캐글

[Kaggle Study] #2 Porto Seguro's Safe Driver Prediction

dongsunseng 2024. 11. 19. 20:03
반응형

Second competition following Yuhan Lee's kaggle curriculum. Binary classification competition using tabular data.

First Kernel

  • Data preparation and exploration kernel.

Insights / Summary:

1.

  • info method (e.g. train.info()) provides data type, null value existence, number of rows of each variable of the dataframe.

2. 

  • Storing metadata for each variable might help data management.
  • Code example:
data = []
for f in train.columns:
    # Defining the role
    if f == 'target':
        role = 'target'
    elif f == 'id':
        role = 'id'
    else:
        role = 'input'
         
    # Defining the level
    if 'bin' in f or f == 'target':
        level = 'binary'
    elif 'cat' in f or f == 'id':
        level = 'nominal'
    elif train[f].dtype == float:
        level = 'interval'
    elif train[f].dtype == int:
        level = 'ordinal'
        
    # Initialize keep to True for all variables except for id
    keep = True
    if f == 'id':
        keep = False
    
    # Defining the data type 
    dtype = train[f].dtype
    
    # Creating a Dict that contains all the metadata for the variable
    f_dict = {
        'varname': f,
        'role': role,
        'level': level,
        'keep': keep,
        'dtype': dtype
    }
    data.append(f_dict)
    
meta = pd.DataFrame(data, columns=['varname', 'role', 'level', 'keep', 'dtype'])
meta.set_index('varname', inplace=True)

 

3. 

  • Train data has about 3.645% of 1 values and the others are all 0 value. 
  • Extremely imbalanced which can result in false evaluation. 
  • Since we have rather large training set, we can try Undersampling.
  • Undersampling:
    • Undersampling is one of the techniques used to handle imbalanced data.
    • Example:
      • In credit card fraud detection:
        • Normal transactions: 99,000 cases (majority class)
        • Fraudulent transactions: 1,000 cases (minority class)
      • Applying Undersampling
        • Randomly select only 1,000 cases from majority class (normal transactions)
        • Keep all 1,000 cases from minority class (fraudulent transactions)
        • Results in a balanced dataset with 1:1 ratio
      • Advantages:
        • Reduced training time
        • Resolves class imbalance
        • Lower memory usage
      • Disadvantages:
        • Potential information loss
        • Might miss important patterns from majority class
desired_apriori=0.10

# Get the indices per target value
idx_0 = train[train.target == 0].index
idx_1 = train[train.target == 1].index

# Get original number of records per target value
nb_0 = len(train.loc[idx_0])
nb_1 = len(train.loc[idx_1])

# Calculate the undersampling rate and resulting number of records with target=0
undersampling_rate = ((1-desired_apriori)*nb_1)/(nb_0*desired_apriori)
undersampled_nb_0 = int(undersampling_rate*nb_0)
print('Rate to undersample records with target=0: {}'.format(undersampling_rate))
print('Number of records with target=0 after undersampling: {}'.format(undersampled_nb_0))
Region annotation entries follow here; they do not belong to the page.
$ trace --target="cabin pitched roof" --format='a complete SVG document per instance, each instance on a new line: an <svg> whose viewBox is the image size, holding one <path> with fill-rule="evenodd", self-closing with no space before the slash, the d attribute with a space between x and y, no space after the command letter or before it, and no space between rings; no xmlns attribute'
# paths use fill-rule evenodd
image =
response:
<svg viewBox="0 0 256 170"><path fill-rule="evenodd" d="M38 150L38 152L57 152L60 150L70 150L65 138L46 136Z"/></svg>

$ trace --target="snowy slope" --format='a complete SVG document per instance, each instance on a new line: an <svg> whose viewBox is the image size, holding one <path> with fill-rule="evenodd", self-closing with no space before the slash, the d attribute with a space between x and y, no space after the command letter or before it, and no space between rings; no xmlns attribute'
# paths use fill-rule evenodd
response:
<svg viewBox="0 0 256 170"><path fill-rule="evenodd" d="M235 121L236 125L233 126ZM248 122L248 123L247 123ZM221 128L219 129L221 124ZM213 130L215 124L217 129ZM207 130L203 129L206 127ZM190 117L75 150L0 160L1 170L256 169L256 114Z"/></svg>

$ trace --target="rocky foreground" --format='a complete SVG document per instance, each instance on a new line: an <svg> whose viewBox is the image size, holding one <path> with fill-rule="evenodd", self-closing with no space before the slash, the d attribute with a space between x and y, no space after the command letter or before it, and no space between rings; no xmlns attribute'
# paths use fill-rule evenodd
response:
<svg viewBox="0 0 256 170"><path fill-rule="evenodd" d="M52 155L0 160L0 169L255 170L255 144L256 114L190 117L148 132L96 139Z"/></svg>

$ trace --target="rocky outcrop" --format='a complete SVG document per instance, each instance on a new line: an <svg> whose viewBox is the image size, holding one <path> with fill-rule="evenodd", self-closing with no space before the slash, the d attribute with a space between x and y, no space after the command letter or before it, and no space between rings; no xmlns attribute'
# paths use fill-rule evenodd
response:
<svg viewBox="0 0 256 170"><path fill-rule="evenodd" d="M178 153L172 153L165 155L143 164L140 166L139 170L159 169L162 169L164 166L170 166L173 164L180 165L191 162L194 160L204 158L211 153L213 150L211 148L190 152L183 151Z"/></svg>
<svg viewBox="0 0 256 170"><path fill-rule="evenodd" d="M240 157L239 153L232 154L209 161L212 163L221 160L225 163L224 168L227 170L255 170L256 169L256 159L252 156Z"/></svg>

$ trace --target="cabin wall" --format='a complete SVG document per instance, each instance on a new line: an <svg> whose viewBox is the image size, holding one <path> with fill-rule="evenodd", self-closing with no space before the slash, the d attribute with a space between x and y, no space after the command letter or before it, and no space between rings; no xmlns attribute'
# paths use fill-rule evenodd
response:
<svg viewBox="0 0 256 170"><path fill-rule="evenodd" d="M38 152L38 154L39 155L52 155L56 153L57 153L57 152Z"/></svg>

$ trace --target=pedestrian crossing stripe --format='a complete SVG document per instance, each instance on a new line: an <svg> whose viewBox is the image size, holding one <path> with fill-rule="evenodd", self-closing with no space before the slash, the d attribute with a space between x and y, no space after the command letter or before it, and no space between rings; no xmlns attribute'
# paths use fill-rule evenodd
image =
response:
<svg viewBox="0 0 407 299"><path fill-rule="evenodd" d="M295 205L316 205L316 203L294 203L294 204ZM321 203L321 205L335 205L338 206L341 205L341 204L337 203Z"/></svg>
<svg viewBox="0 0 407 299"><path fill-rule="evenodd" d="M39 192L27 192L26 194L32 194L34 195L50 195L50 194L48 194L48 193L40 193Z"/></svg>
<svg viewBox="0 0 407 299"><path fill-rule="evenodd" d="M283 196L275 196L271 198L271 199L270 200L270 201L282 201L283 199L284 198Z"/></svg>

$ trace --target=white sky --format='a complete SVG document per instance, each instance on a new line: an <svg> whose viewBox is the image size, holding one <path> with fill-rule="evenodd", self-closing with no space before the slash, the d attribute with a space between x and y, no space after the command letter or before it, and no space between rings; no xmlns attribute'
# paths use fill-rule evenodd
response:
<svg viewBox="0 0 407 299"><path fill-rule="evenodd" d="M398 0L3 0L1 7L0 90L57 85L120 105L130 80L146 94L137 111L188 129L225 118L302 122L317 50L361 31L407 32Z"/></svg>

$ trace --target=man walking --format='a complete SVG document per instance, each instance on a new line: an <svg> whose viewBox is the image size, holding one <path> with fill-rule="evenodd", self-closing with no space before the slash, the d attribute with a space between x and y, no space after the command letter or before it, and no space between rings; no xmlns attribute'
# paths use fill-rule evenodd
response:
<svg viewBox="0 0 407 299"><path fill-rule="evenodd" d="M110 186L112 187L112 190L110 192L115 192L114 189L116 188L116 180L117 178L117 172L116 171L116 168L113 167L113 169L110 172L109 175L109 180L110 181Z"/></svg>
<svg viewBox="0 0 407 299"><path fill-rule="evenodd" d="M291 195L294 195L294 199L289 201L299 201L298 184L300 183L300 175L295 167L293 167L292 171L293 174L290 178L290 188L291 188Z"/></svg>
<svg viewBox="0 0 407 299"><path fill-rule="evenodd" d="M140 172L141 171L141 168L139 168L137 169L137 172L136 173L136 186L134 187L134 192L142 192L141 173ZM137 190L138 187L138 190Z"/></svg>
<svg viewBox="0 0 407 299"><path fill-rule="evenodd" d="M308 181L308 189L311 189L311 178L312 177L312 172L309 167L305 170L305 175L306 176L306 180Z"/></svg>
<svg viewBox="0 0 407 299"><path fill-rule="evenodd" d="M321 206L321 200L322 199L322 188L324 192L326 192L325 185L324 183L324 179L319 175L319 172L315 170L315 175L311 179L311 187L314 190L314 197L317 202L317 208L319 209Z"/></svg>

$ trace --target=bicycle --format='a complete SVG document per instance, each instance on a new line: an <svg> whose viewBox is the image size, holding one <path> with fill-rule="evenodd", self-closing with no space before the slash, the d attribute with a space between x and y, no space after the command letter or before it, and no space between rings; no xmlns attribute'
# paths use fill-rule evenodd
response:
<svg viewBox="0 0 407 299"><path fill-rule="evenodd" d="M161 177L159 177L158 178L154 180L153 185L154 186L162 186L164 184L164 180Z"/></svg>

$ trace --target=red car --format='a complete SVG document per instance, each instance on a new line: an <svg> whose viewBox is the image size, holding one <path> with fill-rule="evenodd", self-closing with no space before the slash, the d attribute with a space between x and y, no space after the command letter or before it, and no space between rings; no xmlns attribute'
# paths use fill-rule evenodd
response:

# Randomly select records with target=0 to get at the desired a priori
undersampled_idx = shuffle(idx_0, random_state=37, n_samples=undersampled_nb_0)

# Construct list with remaining indices
idx_list = list(undersampled_idx) + list(idx_1)

# Return undersample data frame
train = train.loc[idx_list].reset_index(drop=True)

# Result:
''' Rate to undersample records with target=0: 0.34043569687437886
Number of records with target=0 after undersampling: 195246 '''

 

4. 

  • Checking the cardinality of the categorical variables
    • Cardinality refers to the number of different values in a variable. 
    • As we might create dummy variables from the categorical variables, we need to check whether there are variables with many distinct values.
    • We should handle these variables differently as they would result in many dummy variables.
v = meta[(meta.level == 'nominal') & (meta.keep)].index

for f in v:
    dist_values = train[f].value_counts().shape[0]
    print('Variable {} has {} distinct values'.format(f, dist_values))

 

5. 

  • Target Encoding
    • Target encoding is one of the methods for converting categorical variables into numerical ones.
    • It replaces each category with the mean target value (dependent variable) of the data belonging to that category.
    • Advantages:
      • Effective even with many categories
      • No dimension increase compared to one-hot encoding
      • Directly reflects the relationship between categories and targets
    • Disadvantages:
      • Risk of overfitting
      • Requires careful handling when splitting training/test data
      • Need strategy for handling new categories
  • Data leakage:
    • Phenomenon where information that shouldn't be used "leaks" into the model during the training process.
    • Target Leakage
      • When future information that wouldn't be available at prediction time is included in training data
    • Train-Test Contamination
      • When test data information leaks into the training process
  • Problem Situation:
    • The current problem arose while considering how to encode the variable ps_car_11_cat, which has high cardinality.
    • This kernel's author's first solution was to use supervised ratio to handle this variable which led to data leakage problem.
      • The issue arose because ratios were calculated using target values and then applied to the entire dataset.
    • New solution:
      • The basic encoding calculation method remains the same:
        • Previous one:
          • cat_perc = train[['ps_car_11_cat', 'target']].groupby(['ps_car_11_cat'],as_index=False).mean()
        • New one:
          • averages = temp.groupby(by=trn_series.name)[target.name].agg(["mean", "count"])
      • Difference is that we added noise and smoothing.
        • The previous method reflected target values more explicitly in the encoded values because it didn't use smoothing and noise, but through noise and smoothing, the data leakage problem has been somewhat mitigated.
      • This is not a perfect solution, and the K-fold approach can solve the data leakage problem more fundamentally.
    • Why did we add noise?
      • Added slight noise to prevent overfitting
    • Smoothing?
      • Categories with fewer samples are weighted more heavily toward the overall mean (prior)
      • Categories with more samples are weighted more heavily toward their own category mean
    • fillna(prior)
      • New categories are replaced with the overall mean

Previous Code:

cat_perc = train[['ps_car_11_cat', 'target']].groupby(['ps_car_11_cat'],as_index=False).mean()
cat_perc.rename(columns={'target': 'ps_car_11_cat_tm'}, inplace=True)
train = pd.merge(train, cat_perc, how='inner', on='ps_car_11_cat')
train.drop('ps_car_11_cat', axis=1, inplace=True)
meta.loc['ps_car_11_cat','keep'] = False  # Updating the meta

 

New Code:

# Code: https://www.kaggle.com/ogrellier/python-target-encoding-for-categorical-features
def add_noise(series, noise_level):
    return series * (1 + noise_level * np.random.randn(len(series)))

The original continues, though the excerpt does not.